If Elixir was a more traditional object oriented language, I would probably do something simple like this:
static class DateManager {
public static timeOffsetSeconds = 0;
#if DEVELOPMENT
public static getTimeSeconds(){
return System.system_time(:second) + timeOffsetSeconds;
}
#else
public static getTimeSeconds(){
return System.system_time(:second);
}
#endif
}
Then in a development build, when one calls the following code, it is easy to simulate time moving forward for all modules that rely on the getTimeSeconds()
function:
runInitialFunction(); //depends internally on DateManager.getTimeSeconds()
DateManager.timeOffsetSeconds += 60*60; //move "system time" forward an hour
runSecondFunction(); //depends internally on DateManager.getTimeSeconds()
Compiler flags like above will even omit the “offset” function so it can’t be theoretically hijacked or abused in any way (won’t exist in real system).
We don’t have any easy manner of “state” however in Elixir without starting a GenServer or cache like ets or mnesia.

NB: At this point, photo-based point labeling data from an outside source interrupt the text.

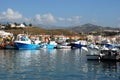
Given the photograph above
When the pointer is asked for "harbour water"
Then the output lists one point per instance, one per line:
(54, 64)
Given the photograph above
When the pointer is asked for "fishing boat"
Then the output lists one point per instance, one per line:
(24, 42)
(105, 54)
(78, 44)
(64, 45)
(49, 45)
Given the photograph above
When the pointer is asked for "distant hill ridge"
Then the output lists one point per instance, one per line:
(89, 28)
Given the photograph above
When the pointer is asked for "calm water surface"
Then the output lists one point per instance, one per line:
(54, 65)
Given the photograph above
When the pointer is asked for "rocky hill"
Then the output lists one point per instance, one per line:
(86, 28)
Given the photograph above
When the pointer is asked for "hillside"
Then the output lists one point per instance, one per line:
(87, 28)
(37, 30)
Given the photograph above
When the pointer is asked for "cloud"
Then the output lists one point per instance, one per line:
(93, 21)
(61, 19)
(10, 15)
(44, 19)
(74, 20)
(47, 19)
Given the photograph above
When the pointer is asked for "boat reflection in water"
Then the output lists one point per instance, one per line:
(52, 64)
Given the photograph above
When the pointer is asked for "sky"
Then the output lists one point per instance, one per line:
(61, 12)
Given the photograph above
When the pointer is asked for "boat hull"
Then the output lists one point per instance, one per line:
(93, 57)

I don’t want to get into the habit of starting random otherwise empty GenServers/ets/mnesia stores just so I can have “state” based functions like this. Not likely correct and while not terribly wasteful, I doubt this is intended.
Though it does seem possible as a simple hack. One can create one GenServer or ets entry for each “static” class that must hold some state on Application startup and register the PID or know the ets entry name. Perhaps simplest would be to make an ets entry for time offset. But then we don’t have compiler flags so in the real development you are wasting time going to the ets to check for a 0 value offset constantly.
Without re-writing every function everywhere to take a time_offset
input variable (which seems like also bad practice), what would be the simplest way to accomplish the above?
If I have something like the following that my modules are using to get time:
defmodule TimeManager do
def get_time_seconds() do
System.system_time(:second)
end
end
Is there any easy and safe way to introduce a step forward effect to it as needed in my tests?